The following packages/modules are used:
- pandas
- numpy
- NLTLK
- scikit-learn
- scipy
- joblib

We also use functions from the NLP_Preprocessing file.

In [54]:
#Data Manipulation
import pandas as pd
import os
import numpy as np
from sklearn.preprocessing import OneHotEncoder
from scipy.sparse import hstack 
from sklearn.model_selection import train_test_split

#NLP
from sklearn.feature_extraction.text import CountVectorizer

#NLP Preprocessing Functions
from NLP_PreProcessing import removeStopWords, removeFeatures, lemmatize

#Model Creation 
import joblib

## 1. Loading data

A dummy dataset of 400 reports was created for demonstration purposes. SPD utilizes 1.6+ million incident/offense reports for training and validation.
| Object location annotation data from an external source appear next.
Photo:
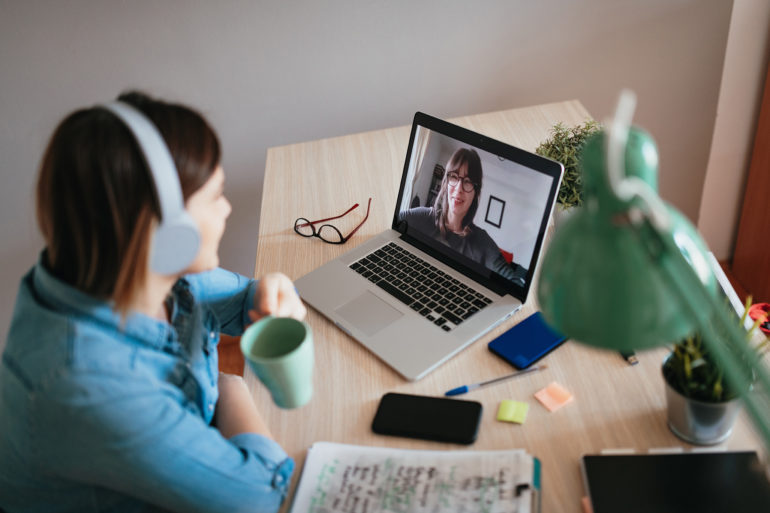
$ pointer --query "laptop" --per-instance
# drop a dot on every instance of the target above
(415, 295)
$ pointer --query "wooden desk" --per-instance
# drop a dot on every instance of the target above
(615, 406)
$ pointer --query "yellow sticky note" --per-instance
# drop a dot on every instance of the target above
(554, 396)
(512, 411)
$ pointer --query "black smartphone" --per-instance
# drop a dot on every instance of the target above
(428, 418)
(527, 342)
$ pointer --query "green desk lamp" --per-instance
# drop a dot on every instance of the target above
(627, 271)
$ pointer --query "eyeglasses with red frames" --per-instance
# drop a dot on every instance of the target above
(327, 232)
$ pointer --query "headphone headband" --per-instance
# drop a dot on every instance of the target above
(176, 240)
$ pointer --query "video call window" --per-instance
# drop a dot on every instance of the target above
(501, 203)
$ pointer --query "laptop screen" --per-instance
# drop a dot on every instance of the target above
(477, 204)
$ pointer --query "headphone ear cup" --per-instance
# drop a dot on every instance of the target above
(175, 245)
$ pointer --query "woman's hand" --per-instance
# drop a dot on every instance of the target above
(276, 296)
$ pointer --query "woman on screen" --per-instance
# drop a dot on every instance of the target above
(450, 219)
(110, 395)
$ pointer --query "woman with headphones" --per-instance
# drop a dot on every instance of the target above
(110, 394)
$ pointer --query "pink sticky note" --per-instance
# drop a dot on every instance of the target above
(554, 396)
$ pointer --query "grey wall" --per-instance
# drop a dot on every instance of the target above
(274, 73)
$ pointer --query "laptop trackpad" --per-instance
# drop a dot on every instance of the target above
(368, 313)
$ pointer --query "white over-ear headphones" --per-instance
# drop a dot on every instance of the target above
(176, 240)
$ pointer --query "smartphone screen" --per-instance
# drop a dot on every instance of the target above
(428, 418)
(527, 342)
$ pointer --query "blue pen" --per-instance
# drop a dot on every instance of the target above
(467, 388)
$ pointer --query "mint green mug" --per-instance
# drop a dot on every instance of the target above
(280, 352)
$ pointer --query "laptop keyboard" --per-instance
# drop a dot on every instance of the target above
(427, 290)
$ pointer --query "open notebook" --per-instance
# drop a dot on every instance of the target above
(341, 478)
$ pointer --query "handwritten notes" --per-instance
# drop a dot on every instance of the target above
(341, 478)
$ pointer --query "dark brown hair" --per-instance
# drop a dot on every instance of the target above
(96, 202)
(441, 205)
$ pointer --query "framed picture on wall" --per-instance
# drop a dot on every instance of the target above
(495, 209)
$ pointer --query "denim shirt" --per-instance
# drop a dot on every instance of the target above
(99, 413)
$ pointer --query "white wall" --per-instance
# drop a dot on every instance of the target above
(740, 98)
(273, 73)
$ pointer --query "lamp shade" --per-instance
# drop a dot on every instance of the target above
(601, 282)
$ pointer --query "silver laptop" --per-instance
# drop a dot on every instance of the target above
(459, 258)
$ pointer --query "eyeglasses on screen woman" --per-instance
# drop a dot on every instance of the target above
(327, 232)
(453, 179)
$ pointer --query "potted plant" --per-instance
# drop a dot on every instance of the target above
(564, 145)
(702, 406)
Note that the small size of the example data creates different considerations for data decisions, computational cost, algorithm selection and tuning, etc. A more detailed description of the dataset, as well as SPD's data engineering practices are included in 'feature_engineering_training_documentation.'

In [55]:
#read in dummy dataset
biasdf = pd.read_csv('dummy_narrative_github.csv')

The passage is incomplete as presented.